While it's true what you say, the underlying assumption is the general approach of "my network is secure and keeping track of what goes in and out is something I control". I won't comment on how it applies to your situation, but I do think this is assumption is outdated castle-and-moat security thinking. This assumption also falls apart on closer inspection in 99% of the situations and in my experience especially so in cases where people bring up this assumption.
Large companies with very decentralized infrastructure (who also profit off selling clouds in many cases) promote zero-trust infrastructure models. This is predominantly based on what works for them (having hundreds of offices or large amounts of remote staff), and of course, a must to sell people on if you want to sell cloud services.

Zero-trust is not without merit, by any means. It is good to not assume there are no cracks in your walls, and you should indeed use as much internal security as possible wherever you can.

But you know what's really quite silly? Deciding to fill your moat in with dirt and knock over your castle wall because you think it's possible for someone to get in anyways.

You had better believe I'm going to use the latest authentication and encryption tools between machines that I can to ensure nobody can listen in from a stray network connection... and that I'm also going to put all of it behind a firewall.

Yeah, lock your doors inside your castle, but for heaven's sake, the moat and the castle walls still help. Defense-in-depth is a concept I swear everyone forgot when clouds became a thing.

Ah yes, but now you're describing requiring you to set up engineering regiments within your castle, some portion of which you could outsource to your cloud provider in the alternative situation. My point is that this security boundary that you posit as an advantage in your original post is simply not very interesting (and often harmful) on its own.
Cloud providers aren't very intelligent security layers.

My favorite example is my Google Voice account. It has a different area code (out of state) than my real phone number. I get a lot of spam calls, almost all through Google Voice, and I know not to answer them, because nobody legitimate calls me from the area code my Voice number is from.

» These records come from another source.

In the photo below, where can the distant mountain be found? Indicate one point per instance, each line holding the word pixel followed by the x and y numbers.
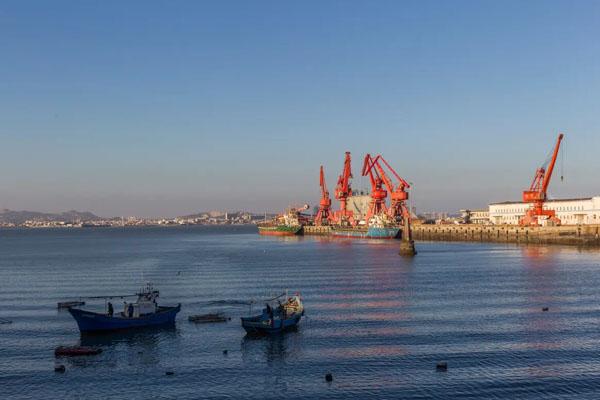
pixel 18 217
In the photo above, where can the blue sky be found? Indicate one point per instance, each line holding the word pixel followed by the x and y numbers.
pixel 170 107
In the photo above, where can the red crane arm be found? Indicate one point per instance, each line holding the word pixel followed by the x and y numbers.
pixel 393 171
pixel 386 180
pixel 368 170
pixel 548 175
pixel 343 186
pixel 322 183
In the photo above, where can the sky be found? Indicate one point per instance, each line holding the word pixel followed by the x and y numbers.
pixel 165 108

Google has state-of-the-art artificial intelligence and spam filtering capabilities. It's arguably the two most sophisticated advantages Google has. And it is completely ineffective at blocking spam calls. If Google Voice gave me the ability to create my own filter rules, I could write a one-line rule that would drop any call from that one area code, and I would have perfect spam filtering for my account.

This isn't an example about Google Voice, but about the difference between generalized technologies that cloud providers use versus configurations you can apply yourself that are custom tailored. Obviously, Google can't block everyone in that area code as a spam filtering method... many people legitimately have that area code. But for my phone, it would be a good rule and would be nearly 100% effective.

Which is to say, my engineering regiments will always be more capable than my cloud provider's engineering regiments, because mine know my system and my customers and my use cases. I'm paying engineering regiments either way, so I might as well pay my own.

> Cloud providers aren't very intelligent security layers.

I think I lost track of what you're trying to discuss now. I'm not arguing cloud providers are a security "layer" in any sense, just that they take responsibility for some things you otherwise need to do yourself. If you got that from my post I apologize. Even if I said something like this, I don't know how your Google Voice example (which is an application/service) applies to cloud infrastructure.

> Which is to say, my engineering regiments will always be more capable than my cloud provider's engineering regiments, because mine know my system and my customers and my use cases.

Good for you if true, but I've personally never seen an environment where such confidence on the part of infrastructure engineers has held up. At least not from a security perspective.

> I'm paying engineering regiments either way, so I might as well pay my own.

If it turns out the equation favors you, then great, those companies exist. But I don't think the equation favors many, at least not when including all the items you need to have for self hosting.